We applied RFE to three types of data: lesion data (P = 72 variables), graph measures (P = 268 variables), and raw pairwise connectivity (P = 35,778 for REST, and P = 12,107 for DTI). The steps used during RFE were larger at the beginning (i.e., in the thousands for pairwise connections) and gradually smaller as the number of variables was reduced (i.e., in the hundreds and tens, see exact steps in “Supporting Information—RFE steps”).
Predictive Brain Mapping
Variable selection allows both the optimization of the predictive model and the identification of topologic information about the brain regions participating in the prediction. Such “predictive” brain mapping can be used to understand functional specialization in the brain in a similar way “inferential” brain mapping is used (i.e., VLSM maps). To assess whether predictive brain mapping produces congruent information with more traditional methods we compared RFE maps with VLSM maps. RFE maps were obtained by using lesion load information to select which brain regions from the 72 available participated in the prediction. VLSM was performed on the same four behavioral scores using typical parameters found in earlier studies from our group [Mirman et al., 2015; Schwartz et al., 2009]. Specifically, massive t‐tests were run, one at each voxel, to create a whole brain t‐map. Voxels lesioned in less than 10% of the subjects were excluded from the analyses [Sperber and Karnath, 2017], and results were thresholded at α = 0.05 (FDR corrected for multiple comparisons) [Benjamini and Hochberg, 1995]. Note, VLSM and RFE analyses are very different in nature: one on voxels, the other on regions; one univariate, the other multivariate; one using linear t‐tests, the other using nonlinear random forests, etc. However, as the underlying data are the same, we expected some spatial congruency.

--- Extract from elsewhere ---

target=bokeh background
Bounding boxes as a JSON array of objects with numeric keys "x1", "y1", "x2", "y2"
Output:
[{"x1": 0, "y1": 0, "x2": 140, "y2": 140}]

From Unthresholded to Multithreshold Graph Predictions
Current research standards assume that weighted graphs do not require thresholding of connectome matrices [van den Heuvel et al., 2010]. We ran preliminary tests to establish whether thresholding has an effect on the predictive power of graph measures. Ten predictions were obtained for each graph measure, each with connectomes thresholded between 10% and 100% in steps of 10%. For each threshold, RFE was performed and predictions were obtained with a 10‐fold crossvalidation. These preliminary tests showed that more accurate predictions could be obtained with thresholded graph measures (see “Supporting Information—Graph Thresholds”). Hoewever, we could not identify a single threshold to optimize all measures; for example, one measure benefitted from a threshold of 0.9, while another benefitted from a threshold of 0.3. Instead of using the “winning” threshold for each measure, we performed multithreshold prediction stacking. That is, we used the predictions obtained from each threshold as inputs to a second RF model that combined them in a multithreshold prediction. This procedure eliminated the need for determining optimal thresholds. Compared to the optimal threshold, the multithreshold prediction showed minor decreases in accuracy, while many REST graph theory measures showed more accurate predictions with multithreshold stacking than with the best single‐threshold prediction (see “Supporting Information—Multithreshold Results”).
Final STAMP Predictions
Single‐modality measures yielded 11 preliminary predictions: five from DTI (four from graph theory, one from pairwise connectivity), five from REST (four from graph theory, one from pairwise connectivity), and one from lesion patterns. Given the numerous reports of a strong relationship between lesion size and aphasia scores [Dell et al., 2013; Fridriksson et al., 2016; Hope et al., 2013; Kertesz et al., 1979; Schwartz et al., 2009; Wu et al., 2015b], we added lesion size as a twelfth predictor. These 12 variables were submitted to a final RF model to create a single final stacked multimodal prediction (STAMP, or “Final_All”). Age and post‐stroke duration were not included as predictors because earlier work on the same data showed no appreciable benefit [Pustina et al., 2016a]. Beside the “Final_All” prediction, another prediction was obtained by running RFE on the 12 predictors and selecting the most useful ones (“Final_RFE”). The entire process, from deriving preliminary predictions to the final STAMP combination was repeated 20 times, each time with a different 10‐fold split. Pearson correlations were computed between predicted and true values for single‐modality and multimodal predictions. The correlation scores of the 20 runs were Fisher‐z transformed and submitted to paired Wilcoxon tests (single tailed) to assess whether the combined multimodal prediction showed a systematic advantage over the best single modality prediction. We also assessed whether the difference in correlation was significant at each individual run (comparison with the Fisher method, “paired.r” function in R). This test is usually more conservative and requires large increases in “r” to become significant because it relies on single observations.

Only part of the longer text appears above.